What Is a MAC Address?
A MAC address (Media Access Control address) is a unique 48-bit hardware identifier assigned to a network interface card (NIC). It is expressed as six groups of two hex digits separated by colons or hyphens (e.g., AA:BB:CC:DD:EE:FF). MAC addresses operate at Layer 2 of the OSI model and are used for communication within a local network segment.
MAC Address Structure
The first 24 bits (3 bytes) are the OUI (Organizationally Unique Identifier) — assigned by IEEE to manufacturers. The last 24 bits are the device-specific identifier assigned by the manufacturer. Bit 0 of the first byte indicates unicast (0) or multicast (1). Bit 1 of the first byte indicates globally administered (0, burned in at factory) or locally administered (1, set by software).
MAC vs IP Address
MAC addresses identify hardware within a local network (LAN).
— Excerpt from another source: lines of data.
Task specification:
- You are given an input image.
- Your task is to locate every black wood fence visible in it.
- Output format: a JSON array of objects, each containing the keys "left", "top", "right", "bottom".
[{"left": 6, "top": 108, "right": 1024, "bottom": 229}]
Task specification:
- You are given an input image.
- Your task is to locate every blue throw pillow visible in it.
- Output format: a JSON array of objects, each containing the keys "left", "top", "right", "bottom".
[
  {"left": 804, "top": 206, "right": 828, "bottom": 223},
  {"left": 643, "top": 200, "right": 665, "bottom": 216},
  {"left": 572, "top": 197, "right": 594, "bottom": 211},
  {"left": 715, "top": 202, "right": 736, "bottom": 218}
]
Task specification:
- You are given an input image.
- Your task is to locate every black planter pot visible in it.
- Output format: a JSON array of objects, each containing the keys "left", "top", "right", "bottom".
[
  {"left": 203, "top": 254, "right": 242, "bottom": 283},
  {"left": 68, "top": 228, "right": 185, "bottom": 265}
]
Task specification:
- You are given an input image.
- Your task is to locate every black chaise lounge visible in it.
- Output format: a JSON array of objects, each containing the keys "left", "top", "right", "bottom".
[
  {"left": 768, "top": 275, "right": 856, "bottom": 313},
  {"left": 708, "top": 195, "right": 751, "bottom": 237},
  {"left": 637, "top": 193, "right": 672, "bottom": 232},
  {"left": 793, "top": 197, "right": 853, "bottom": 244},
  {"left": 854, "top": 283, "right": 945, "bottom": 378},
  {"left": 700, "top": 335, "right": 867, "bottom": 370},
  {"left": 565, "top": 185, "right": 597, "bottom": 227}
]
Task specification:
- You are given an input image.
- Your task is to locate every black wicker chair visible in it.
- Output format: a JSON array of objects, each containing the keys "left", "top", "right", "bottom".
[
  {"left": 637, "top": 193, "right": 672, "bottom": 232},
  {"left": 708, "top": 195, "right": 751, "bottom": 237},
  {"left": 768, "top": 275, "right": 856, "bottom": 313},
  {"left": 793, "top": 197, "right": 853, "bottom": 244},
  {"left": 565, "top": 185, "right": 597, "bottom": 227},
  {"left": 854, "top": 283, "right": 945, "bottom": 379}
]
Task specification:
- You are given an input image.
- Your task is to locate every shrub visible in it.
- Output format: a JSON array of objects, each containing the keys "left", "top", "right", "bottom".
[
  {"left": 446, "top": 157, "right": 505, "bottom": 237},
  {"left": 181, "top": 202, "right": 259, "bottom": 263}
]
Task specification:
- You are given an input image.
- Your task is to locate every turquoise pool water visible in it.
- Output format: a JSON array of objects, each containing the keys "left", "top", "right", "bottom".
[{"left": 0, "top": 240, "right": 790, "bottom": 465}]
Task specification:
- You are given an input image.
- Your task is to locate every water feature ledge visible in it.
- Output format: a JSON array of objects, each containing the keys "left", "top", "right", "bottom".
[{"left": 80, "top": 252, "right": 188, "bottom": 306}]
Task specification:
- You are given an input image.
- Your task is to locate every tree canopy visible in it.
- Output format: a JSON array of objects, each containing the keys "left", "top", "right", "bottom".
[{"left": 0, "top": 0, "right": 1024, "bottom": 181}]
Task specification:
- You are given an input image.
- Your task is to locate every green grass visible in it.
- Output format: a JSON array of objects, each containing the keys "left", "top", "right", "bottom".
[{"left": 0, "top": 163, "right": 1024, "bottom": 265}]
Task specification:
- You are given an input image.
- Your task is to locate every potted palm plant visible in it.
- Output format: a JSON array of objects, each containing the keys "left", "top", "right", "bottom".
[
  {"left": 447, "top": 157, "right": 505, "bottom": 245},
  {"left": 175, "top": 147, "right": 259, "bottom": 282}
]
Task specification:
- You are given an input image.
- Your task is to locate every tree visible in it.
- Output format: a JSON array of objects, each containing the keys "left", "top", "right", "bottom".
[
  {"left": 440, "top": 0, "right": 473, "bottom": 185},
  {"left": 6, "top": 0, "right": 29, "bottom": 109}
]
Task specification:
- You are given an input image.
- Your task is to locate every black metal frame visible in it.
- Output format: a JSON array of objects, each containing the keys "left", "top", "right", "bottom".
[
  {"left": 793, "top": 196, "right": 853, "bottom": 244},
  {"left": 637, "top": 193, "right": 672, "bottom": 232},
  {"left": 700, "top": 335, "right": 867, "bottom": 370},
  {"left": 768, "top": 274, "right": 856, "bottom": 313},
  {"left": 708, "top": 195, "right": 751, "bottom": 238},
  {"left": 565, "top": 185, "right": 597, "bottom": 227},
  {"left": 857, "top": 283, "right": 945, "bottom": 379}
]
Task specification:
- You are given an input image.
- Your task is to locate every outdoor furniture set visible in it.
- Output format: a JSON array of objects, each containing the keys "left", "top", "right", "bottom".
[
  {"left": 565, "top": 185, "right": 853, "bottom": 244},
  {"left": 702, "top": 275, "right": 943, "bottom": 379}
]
IP addresses identify devices across networks (e.g., the internet). Routers use IP addresses to route traffic between networks; switches use MAC addresses to forward frames within a network. ARP (Address Resolution Protocol) maps IP addresses to MAC addresses within a subnet.
MAC Address Spoofing
Despite being 'burned in' to hardware, MAC addresses can be software-overridden on all modern operating systems. This is used legitimately for privacy (iOS and Android randomize MAC addresses for Wi-Fi scanning to prevent location tracking) and maliciously for network impersonation. MAC addresses should never be used alone for access control.
MAC Address Privacy
Since iOS 14 and Android 10, mobile devices use randomized MAC addresses when scanning for Wi-Fi networks and can also randomize per-network. This prevents retail stores and public Wi-Fi networks from tracking your device's physical location across visits using MAC address logging. Disabling randomization reveals your device's permanent identifier.